“Don’t Want to Know! Might Have to Change!”

Might Have to Change!”

“Know thyself.” (The Delphic Oracle, as quoted by Socrates)

“The way of the wicked is like deep darkness;

they do not know over what they stumble.” (Proverbs 4:19, English Standard Version)

I have a confession: Sometimes, I don’t really want to know. Perhaps I should explain.

I do want to know all kinds of things. How old is Carol Burnett? What does “OG” mean in text-speak? How many people in America have earned Ph Ds? What is the Spanish word for “find”?

On and on my curiosity goes,

and where it stops, nobody knows.

But, in point of fact, I do know where my curiosity stops. I don’t really want to know certain things about myself. The knowledge itself would be unpleasant. And then, the real unpleasantness might begin. Why? Well, I might have to change.
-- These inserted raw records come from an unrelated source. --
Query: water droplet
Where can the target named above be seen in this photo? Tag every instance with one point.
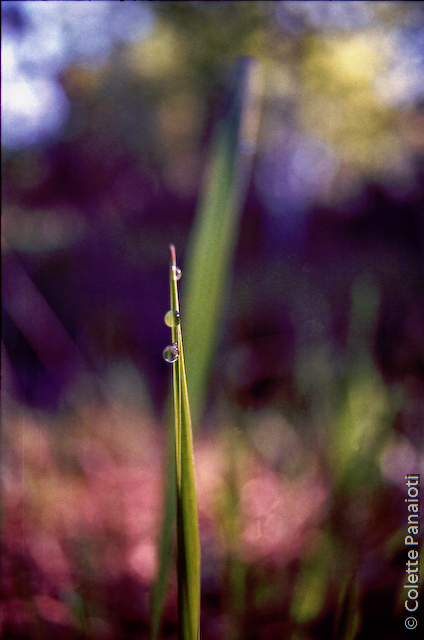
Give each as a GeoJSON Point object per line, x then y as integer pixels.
{"type": "Point", "coordinates": [170, 353]}
{"type": "Point", "coordinates": [177, 273]}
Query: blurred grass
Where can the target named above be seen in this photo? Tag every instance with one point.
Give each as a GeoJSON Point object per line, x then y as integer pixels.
{"type": "Point", "coordinates": [213, 238]}
{"type": "Point", "coordinates": [211, 248]}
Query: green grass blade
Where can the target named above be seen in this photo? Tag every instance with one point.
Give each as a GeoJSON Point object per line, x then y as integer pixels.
{"type": "Point", "coordinates": [212, 242]}
{"type": "Point", "coordinates": [210, 250]}
{"type": "Point", "coordinates": [187, 521]}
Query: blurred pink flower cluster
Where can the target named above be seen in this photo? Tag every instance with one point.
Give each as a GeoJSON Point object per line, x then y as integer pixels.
{"type": "Point", "coordinates": [82, 513]}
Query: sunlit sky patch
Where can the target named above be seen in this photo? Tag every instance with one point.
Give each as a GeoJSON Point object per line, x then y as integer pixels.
{"type": "Point", "coordinates": [39, 39]}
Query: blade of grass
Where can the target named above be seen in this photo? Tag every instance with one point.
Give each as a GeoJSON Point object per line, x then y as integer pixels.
{"type": "Point", "coordinates": [188, 546]}
{"type": "Point", "coordinates": [211, 247]}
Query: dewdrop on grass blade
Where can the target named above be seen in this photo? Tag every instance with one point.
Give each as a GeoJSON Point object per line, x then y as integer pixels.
{"type": "Point", "coordinates": [172, 318]}
{"type": "Point", "coordinates": [177, 273]}
{"type": "Point", "coordinates": [171, 353]}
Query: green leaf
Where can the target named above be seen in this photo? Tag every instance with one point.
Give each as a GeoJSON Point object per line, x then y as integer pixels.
{"type": "Point", "coordinates": [211, 247]}
{"type": "Point", "coordinates": [188, 545]}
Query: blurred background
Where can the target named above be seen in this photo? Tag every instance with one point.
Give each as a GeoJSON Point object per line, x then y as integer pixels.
{"type": "Point", "coordinates": [312, 405]}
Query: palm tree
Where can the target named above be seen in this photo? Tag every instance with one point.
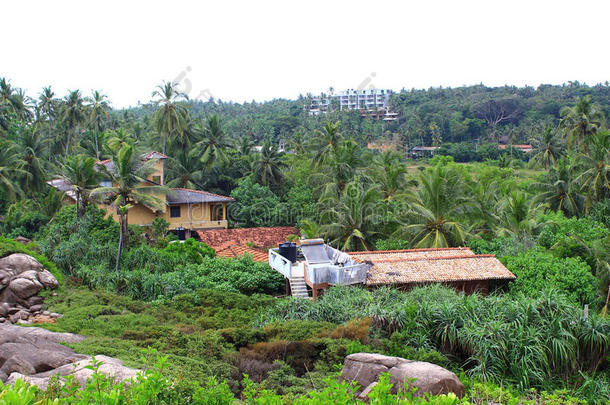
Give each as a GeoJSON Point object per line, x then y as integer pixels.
{"type": "Point", "coordinates": [79, 172]}
{"type": "Point", "coordinates": [595, 176]}
{"type": "Point", "coordinates": [390, 173]}
{"type": "Point", "coordinates": [10, 168]}
{"type": "Point", "coordinates": [353, 218]}
{"type": "Point", "coordinates": [32, 150]}
{"type": "Point", "coordinates": [435, 207]}
{"type": "Point", "coordinates": [559, 191]}
{"type": "Point", "coordinates": [72, 116]}
{"type": "Point", "coordinates": [47, 109]}
{"type": "Point", "coordinates": [98, 110]}
{"type": "Point", "coordinates": [581, 121]}
{"type": "Point", "coordinates": [215, 143]}
{"type": "Point", "coordinates": [518, 214]}
{"type": "Point", "coordinates": [548, 148]}
{"type": "Point", "coordinates": [185, 170]}
{"type": "Point", "coordinates": [128, 175]}
{"type": "Point", "coordinates": [268, 164]}
{"type": "Point", "coordinates": [326, 142]}
{"type": "Point", "coordinates": [171, 116]}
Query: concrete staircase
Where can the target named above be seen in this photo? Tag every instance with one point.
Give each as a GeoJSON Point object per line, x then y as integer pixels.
{"type": "Point", "coordinates": [298, 287]}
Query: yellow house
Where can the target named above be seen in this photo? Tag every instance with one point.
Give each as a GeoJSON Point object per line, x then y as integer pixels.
{"type": "Point", "coordinates": [187, 210]}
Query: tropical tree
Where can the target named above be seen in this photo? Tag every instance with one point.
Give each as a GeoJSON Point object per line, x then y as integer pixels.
{"type": "Point", "coordinates": [11, 169]}
{"type": "Point", "coordinates": [98, 111]}
{"type": "Point", "coordinates": [80, 174]}
{"type": "Point", "coordinates": [594, 179]}
{"type": "Point", "coordinates": [213, 148]}
{"type": "Point", "coordinates": [171, 115]}
{"type": "Point", "coordinates": [581, 122]}
{"type": "Point", "coordinates": [559, 191]}
{"type": "Point", "coordinates": [47, 109]}
{"type": "Point", "coordinates": [267, 166]}
{"type": "Point", "coordinates": [353, 218]}
{"type": "Point", "coordinates": [72, 116]}
{"type": "Point", "coordinates": [518, 214]}
{"type": "Point", "coordinates": [185, 170]}
{"type": "Point", "coordinates": [128, 175]}
{"type": "Point", "coordinates": [432, 220]}
{"type": "Point", "coordinates": [548, 148]}
{"type": "Point", "coordinates": [326, 142]}
{"type": "Point", "coordinates": [390, 173]}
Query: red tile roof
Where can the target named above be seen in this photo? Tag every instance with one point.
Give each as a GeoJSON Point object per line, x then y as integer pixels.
{"type": "Point", "coordinates": [237, 251]}
{"type": "Point", "coordinates": [262, 238]}
{"type": "Point", "coordinates": [431, 265]}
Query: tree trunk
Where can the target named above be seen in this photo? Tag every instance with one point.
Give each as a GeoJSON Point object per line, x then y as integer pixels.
{"type": "Point", "coordinates": [122, 234]}
{"type": "Point", "coordinates": [97, 150]}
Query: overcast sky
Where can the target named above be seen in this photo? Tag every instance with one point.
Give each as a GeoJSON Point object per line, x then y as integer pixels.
{"type": "Point", "coordinates": [262, 50]}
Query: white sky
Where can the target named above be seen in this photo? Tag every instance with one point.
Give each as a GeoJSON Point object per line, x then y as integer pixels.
{"type": "Point", "coordinates": [269, 49]}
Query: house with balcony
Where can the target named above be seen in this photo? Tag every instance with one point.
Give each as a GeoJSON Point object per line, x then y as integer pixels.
{"type": "Point", "coordinates": [187, 211]}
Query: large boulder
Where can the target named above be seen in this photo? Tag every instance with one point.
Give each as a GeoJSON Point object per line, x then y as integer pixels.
{"type": "Point", "coordinates": [365, 368]}
{"type": "Point", "coordinates": [21, 278]}
{"type": "Point", "coordinates": [35, 355]}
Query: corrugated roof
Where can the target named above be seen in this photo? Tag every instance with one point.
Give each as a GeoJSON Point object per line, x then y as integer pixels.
{"type": "Point", "coordinates": [264, 237]}
{"type": "Point", "coordinates": [184, 196]}
{"type": "Point", "coordinates": [431, 265]}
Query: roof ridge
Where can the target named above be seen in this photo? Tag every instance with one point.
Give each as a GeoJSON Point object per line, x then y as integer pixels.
{"type": "Point", "coordinates": [200, 192]}
{"type": "Point", "coordinates": [369, 252]}
{"type": "Point", "coordinates": [419, 259]}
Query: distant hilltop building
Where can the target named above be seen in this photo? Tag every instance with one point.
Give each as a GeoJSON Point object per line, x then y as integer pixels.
{"type": "Point", "coordinates": [373, 103]}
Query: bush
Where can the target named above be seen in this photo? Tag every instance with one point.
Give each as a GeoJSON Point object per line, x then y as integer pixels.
{"type": "Point", "coordinates": [537, 270]}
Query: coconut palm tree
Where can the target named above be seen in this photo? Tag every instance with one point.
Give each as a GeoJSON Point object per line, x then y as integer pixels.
{"type": "Point", "coordinates": [581, 122]}
{"type": "Point", "coordinates": [595, 166]}
{"type": "Point", "coordinates": [267, 165]}
{"type": "Point", "coordinates": [326, 142]}
{"type": "Point", "coordinates": [518, 214]}
{"type": "Point", "coordinates": [79, 172]}
{"type": "Point", "coordinates": [435, 208]}
{"type": "Point", "coordinates": [98, 111]}
{"type": "Point", "coordinates": [11, 169]}
{"type": "Point", "coordinates": [32, 147]}
{"type": "Point", "coordinates": [548, 148]}
{"type": "Point", "coordinates": [171, 115]}
{"type": "Point", "coordinates": [559, 190]}
{"type": "Point", "coordinates": [47, 109]}
{"type": "Point", "coordinates": [185, 170]}
{"type": "Point", "coordinates": [390, 173]}
{"type": "Point", "coordinates": [128, 175]}
{"type": "Point", "coordinates": [213, 148]}
{"type": "Point", "coordinates": [72, 116]}
{"type": "Point", "coordinates": [351, 219]}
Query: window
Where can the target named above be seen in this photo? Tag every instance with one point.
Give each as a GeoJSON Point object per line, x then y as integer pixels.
{"type": "Point", "coordinates": [174, 212]}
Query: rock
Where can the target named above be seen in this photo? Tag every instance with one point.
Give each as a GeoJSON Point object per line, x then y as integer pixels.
{"type": "Point", "coordinates": [17, 364]}
{"type": "Point", "coordinates": [364, 395]}
{"type": "Point", "coordinates": [19, 315]}
{"type": "Point", "coordinates": [21, 278]}
{"type": "Point", "coordinates": [41, 383]}
{"type": "Point", "coordinates": [364, 368]}
{"type": "Point", "coordinates": [23, 240]}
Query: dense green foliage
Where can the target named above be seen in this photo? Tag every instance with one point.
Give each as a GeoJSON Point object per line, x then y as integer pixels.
{"type": "Point", "coordinates": [545, 214]}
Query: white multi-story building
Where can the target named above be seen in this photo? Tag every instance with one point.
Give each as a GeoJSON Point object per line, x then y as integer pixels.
{"type": "Point", "coordinates": [351, 99]}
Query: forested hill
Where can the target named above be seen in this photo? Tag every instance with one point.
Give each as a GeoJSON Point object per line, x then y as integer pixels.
{"type": "Point", "coordinates": [464, 114]}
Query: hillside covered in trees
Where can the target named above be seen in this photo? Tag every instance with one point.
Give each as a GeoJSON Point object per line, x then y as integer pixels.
{"type": "Point", "coordinates": [545, 214]}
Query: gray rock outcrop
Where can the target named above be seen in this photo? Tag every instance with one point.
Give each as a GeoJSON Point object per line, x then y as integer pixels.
{"type": "Point", "coordinates": [35, 354]}
{"type": "Point", "coordinates": [21, 278]}
{"type": "Point", "coordinates": [365, 368]}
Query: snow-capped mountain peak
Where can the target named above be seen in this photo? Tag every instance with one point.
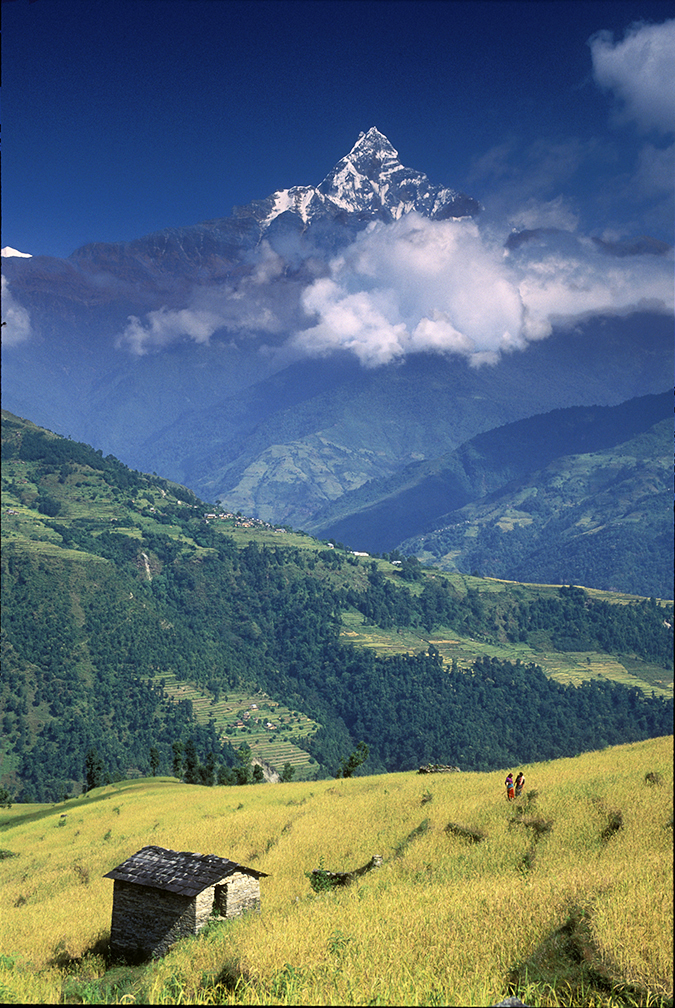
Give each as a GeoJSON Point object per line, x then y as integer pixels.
{"type": "Point", "coordinates": [369, 181]}
{"type": "Point", "coordinates": [8, 252]}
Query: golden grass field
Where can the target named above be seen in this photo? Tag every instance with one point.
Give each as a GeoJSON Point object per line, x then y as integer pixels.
{"type": "Point", "coordinates": [560, 917]}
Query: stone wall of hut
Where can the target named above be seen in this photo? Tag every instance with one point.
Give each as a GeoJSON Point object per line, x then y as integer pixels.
{"type": "Point", "coordinates": [146, 921]}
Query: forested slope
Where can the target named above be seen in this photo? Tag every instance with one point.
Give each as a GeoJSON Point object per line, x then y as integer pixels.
{"type": "Point", "coordinates": [113, 579]}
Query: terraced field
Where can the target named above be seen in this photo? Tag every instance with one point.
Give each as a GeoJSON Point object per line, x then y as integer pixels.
{"type": "Point", "coordinates": [243, 717]}
{"type": "Point", "coordinates": [567, 666]}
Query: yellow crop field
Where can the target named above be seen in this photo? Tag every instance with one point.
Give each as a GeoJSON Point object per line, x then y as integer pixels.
{"type": "Point", "coordinates": [563, 897]}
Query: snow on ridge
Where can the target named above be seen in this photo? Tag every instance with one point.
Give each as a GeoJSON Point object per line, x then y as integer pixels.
{"type": "Point", "coordinates": [7, 252]}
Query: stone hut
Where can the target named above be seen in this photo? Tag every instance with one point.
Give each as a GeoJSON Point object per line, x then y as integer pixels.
{"type": "Point", "coordinates": [160, 896]}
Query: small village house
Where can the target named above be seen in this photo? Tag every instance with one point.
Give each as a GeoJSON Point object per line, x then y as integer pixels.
{"type": "Point", "coordinates": [160, 896]}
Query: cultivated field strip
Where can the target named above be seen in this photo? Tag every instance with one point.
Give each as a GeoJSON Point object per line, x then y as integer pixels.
{"type": "Point", "coordinates": [243, 717]}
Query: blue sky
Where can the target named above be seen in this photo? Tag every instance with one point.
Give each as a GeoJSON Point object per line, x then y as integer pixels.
{"type": "Point", "coordinates": [123, 117]}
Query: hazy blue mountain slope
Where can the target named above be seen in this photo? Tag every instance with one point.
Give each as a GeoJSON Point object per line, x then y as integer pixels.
{"type": "Point", "coordinates": [179, 351]}
{"type": "Point", "coordinates": [600, 518]}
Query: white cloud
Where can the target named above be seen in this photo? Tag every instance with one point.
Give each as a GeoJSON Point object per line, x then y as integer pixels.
{"type": "Point", "coordinates": [17, 321]}
{"type": "Point", "coordinates": [444, 286]}
{"type": "Point", "coordinates": [641, 72]}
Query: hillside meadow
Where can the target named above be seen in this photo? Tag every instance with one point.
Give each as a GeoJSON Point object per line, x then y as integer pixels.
{"type": "Point", "coordinates": [563, 897]}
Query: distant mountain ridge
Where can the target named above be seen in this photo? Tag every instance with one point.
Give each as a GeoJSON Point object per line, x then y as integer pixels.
{"type": "Point", "coordinates": [368, 183]}
{"type": "Point", "coordinates": [576, 495]}
{"type": "Point", "coordinates": [161, 350]}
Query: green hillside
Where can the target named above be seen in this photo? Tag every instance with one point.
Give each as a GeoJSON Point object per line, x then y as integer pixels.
{"type": "Point", "coordinates": [577, 494]}
{"type": "Point", "coordinates": [141, 626]}
{"type": "Point", "coordinates": [562, 898]}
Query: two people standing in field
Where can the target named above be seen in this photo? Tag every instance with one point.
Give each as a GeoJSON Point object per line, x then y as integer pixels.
{"type": "Point", "coordinates": [514, 790]}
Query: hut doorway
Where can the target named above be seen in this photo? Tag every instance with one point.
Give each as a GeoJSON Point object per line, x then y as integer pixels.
{"type": "Point", "coordinates": [220, 900]}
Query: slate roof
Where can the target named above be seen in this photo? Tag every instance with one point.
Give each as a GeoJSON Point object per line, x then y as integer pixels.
{"type": "Point", "coordinates": [176, 871]}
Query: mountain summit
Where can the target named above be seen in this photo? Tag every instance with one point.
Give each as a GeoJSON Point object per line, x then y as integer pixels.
{"type": "Point", "coordinates": [369, 182]}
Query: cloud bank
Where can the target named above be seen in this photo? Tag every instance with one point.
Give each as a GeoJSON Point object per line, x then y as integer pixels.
{"type": "Point", "coordinates": [420, 285]}
{"type": "Point", "coordinates": [641, 72]}
{"type": "Point", "coordinates": [16, 321]}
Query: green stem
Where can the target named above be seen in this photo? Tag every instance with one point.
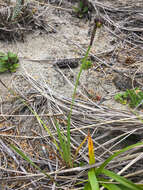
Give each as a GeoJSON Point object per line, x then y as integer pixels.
{"type": "Point", "coordinates": [73, 100]}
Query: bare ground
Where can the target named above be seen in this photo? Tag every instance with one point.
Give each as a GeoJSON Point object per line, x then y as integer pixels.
{"type": "Point", "coordinates": [118, 50]}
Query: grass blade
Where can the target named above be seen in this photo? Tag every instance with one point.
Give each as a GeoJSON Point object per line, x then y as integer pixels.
{"type": "Point", "coordinates": [121, 180]}
{"type": "Point", "coordinates": [110, 186]}
{"type": "Point", "coordinates": [18, 151]}
{"type": "Point", "coordinates": [102, 166]}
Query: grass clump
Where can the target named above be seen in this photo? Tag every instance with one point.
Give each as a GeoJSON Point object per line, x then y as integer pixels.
{"type": "Point", "coordinates": [82, 9]}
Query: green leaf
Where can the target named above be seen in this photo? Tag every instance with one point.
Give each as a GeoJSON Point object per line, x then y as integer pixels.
{"type": "Point", "coordinates": [111, 186]}
{"type": "Point", "coordinates": [87, 186]}
{"type": "Point", "coordinates": [93, 180]}
{"type": "Point", "coordinates": [85, 10]}
{"type": "Point", "coordinates": [102, 166]}
{"type": "Point", "coordinates": [121, 180]}
{"type": "Point", "coordinates": [80, 4]}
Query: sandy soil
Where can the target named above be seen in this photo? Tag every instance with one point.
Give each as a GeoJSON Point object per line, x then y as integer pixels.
{"type": "Point", "coordinates": [69, 40]}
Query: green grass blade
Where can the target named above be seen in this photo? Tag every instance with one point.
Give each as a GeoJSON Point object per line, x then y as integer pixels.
{"type": "Point", "coordinates": [60, 140]}
{"type": "Point", "coordinates": [45, 127]}
{"type": "Point", "coordinates": [18, 151]}
{"type": "Point", "coordinates": [93, 180]}
{"type": "Point", "coordinates": [121, 180]}
{"type": "Point", "coordinates": [110, 186]}
{"type": "Point", "coordinates": [102, 166]}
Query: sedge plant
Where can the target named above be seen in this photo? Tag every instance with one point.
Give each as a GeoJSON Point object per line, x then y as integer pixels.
{"type": "Point", "coordinates": [95, 182]}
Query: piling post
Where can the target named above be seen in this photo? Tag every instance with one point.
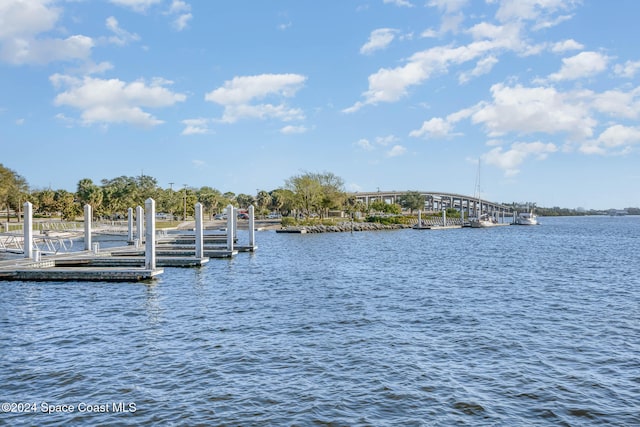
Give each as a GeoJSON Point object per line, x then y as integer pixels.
{"type": "Point", "coordinates": [140, 223]}
{"type": "Point", "coordinates": [230, 226]}
{"type": "Point", "coordinates": [129, 225]}
{"type": "Point", "coordinates": [252, 228]}
{"type": "Point", "coordinates": [28, 230]}
{"type": "Point", "coordinates": [87, 227]}
{"type": "Point", "coordinates": [199, 231]}
{"type": "Point", "coordinates": [150, 237]}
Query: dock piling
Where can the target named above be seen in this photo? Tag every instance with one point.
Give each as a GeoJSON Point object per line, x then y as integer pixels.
{"type": "Point", "coordinates": [252, 227]}
{"type": "Point", "coordinates": [130, 225]}
{"type": "Point", "coordinates": [199, 231]}
{"type": "Point", "coordinates": [87, 227]}
{"type": "Point", "coordinates": [28, 230]}
{"type": "Point", "coordinates": [230, 227]}
{"type": "Point", "coordinates": [140, 223]}
{"type": "Point", "coordinates": [150, 238]}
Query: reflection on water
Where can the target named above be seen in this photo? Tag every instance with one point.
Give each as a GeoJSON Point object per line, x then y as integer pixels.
{"type": "Point", "coordinates": [508, 326]}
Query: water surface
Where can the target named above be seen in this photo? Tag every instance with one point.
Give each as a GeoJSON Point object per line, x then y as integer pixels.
{"type": "Point", "coordinates": [505, 326]}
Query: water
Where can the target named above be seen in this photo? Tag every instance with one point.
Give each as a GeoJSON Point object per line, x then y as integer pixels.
{"type": "Point", "coordinates": [509, 326]}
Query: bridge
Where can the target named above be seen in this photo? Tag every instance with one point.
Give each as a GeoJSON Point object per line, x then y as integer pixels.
{"type": "Point", "coordinates": [436, 201]}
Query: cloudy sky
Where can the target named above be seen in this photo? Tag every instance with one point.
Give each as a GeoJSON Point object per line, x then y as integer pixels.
{"type": "Point", "coordinates": [387, 94]}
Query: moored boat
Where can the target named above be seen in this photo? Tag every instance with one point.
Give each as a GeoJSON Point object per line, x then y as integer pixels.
{"type": "Point", "coordinates": [526, 218]}
{"type": "Point", "coordinates": [483, 221]}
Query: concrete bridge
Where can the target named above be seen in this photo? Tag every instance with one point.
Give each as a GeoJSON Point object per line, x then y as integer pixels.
{"type": "Point", "coordinates": [437, 201]}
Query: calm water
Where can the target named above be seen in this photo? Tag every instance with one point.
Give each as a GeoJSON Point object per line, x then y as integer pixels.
{"type": "Point", "coordinates": [510, 326]}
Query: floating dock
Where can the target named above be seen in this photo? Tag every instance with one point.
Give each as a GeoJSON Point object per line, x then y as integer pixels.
{"type": "Point", "coordinates": [50, 270]}
{"type": "Point", "coordinates": [436, 227]}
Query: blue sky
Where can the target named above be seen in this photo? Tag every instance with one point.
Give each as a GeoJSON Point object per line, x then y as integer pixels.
{"type": "Point", "coordinates": [387, 94]}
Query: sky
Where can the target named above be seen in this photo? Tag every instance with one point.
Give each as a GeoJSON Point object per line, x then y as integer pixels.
{"type": "Point", "coordinates": [539, 98]}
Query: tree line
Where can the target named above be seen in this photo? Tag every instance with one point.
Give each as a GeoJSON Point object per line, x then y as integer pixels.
{"type": "Point", "coordinates": [307, 194]}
There is a psalm about people like me—Psalm 36. I wrote about it in very general terms in yesterday’s blog post. Here is the verse that I especially want to have a look at today:

“For he flatters himself in his own eyes

that his iniquity cannot be found out and hated.” (Proverbs 4:2, English Standard Version)

This verse could be taken in either of two ways. It might mean that the wicked person flatters himself because he has pulled the wool over eyes. He says to himself, “I’ve covered my tracks! No one will ever know!”

On the other hand, the verse could mean that the wicked person thinks so much of his cleverness that he is no longer can detect his own evil. “Who, me?! Never!”

There is no way to be sure, based on the Hebrew, which way to go with this one. Therefore, I’m going to take the pathway that Yogi Berra indicated: “When you come to a fork in the road, take it.” (Of course, Berra also is reported to have said, I didn’t really say all the things I said,” so perhaps it was someone else who spoke of taking the fork in the road.)

If this verse means that the wicked person has covered his tracks so carefully that even he can’t detect his wickedness, that raises a chilling thought for me. Am I wicked, and don’t even know it?

But there is an even more disturbing question: What if I don’t even want to know? And the truth is that, often, I really don’t want to know.

And why is that? I might have to change! Who wants to do that?! I am reminded of what Bilbo Baggins said about adventures: “Nasty disturbing uncomfortable things! Make you late for dinner!”

It may, in fact, be true that coming to grips with my own wickedness is the ultimate adventure. However, that doesn’t mean that they won’t be nasty disturbing uncomfortable things. And then there’s being late for dinner.

Of course, none of what I’ve written here is new or revolutionary. We all speak of people who have blind spots. Everybody else can see what they can’t. However, there is one person that I know who has no blind spots at all: me!

Ellen T. Charry makes some stellar comments on Psalm 36:1-4. She titles this section of her comments, “Self-Deceiving Audacity” and she drives home her point with a quote from St. Augustine:

In pretending to find his own iniquity and hate it: this suggests that he acted in such a way as to make sure he would not find it. Some people make a show of trying to find their iniquity, but they are afraid of finding it, because if they do find it, they will be challenged: ‘Give it up .  . . [The sinner] pretends to seek it here, seek it there, but always he is afraid of finding it. His search is a sham.”

Then Charry comments, “One wonders if Augustine is not reflecting on his own struggle to give up sex prior to his baptism.”[1]


[1] Ellen T. Charry, Psalms 1-50, Brazos Theological Commentary on the Bible (Grand Rapids: Brazos Press, 2015), 191-192.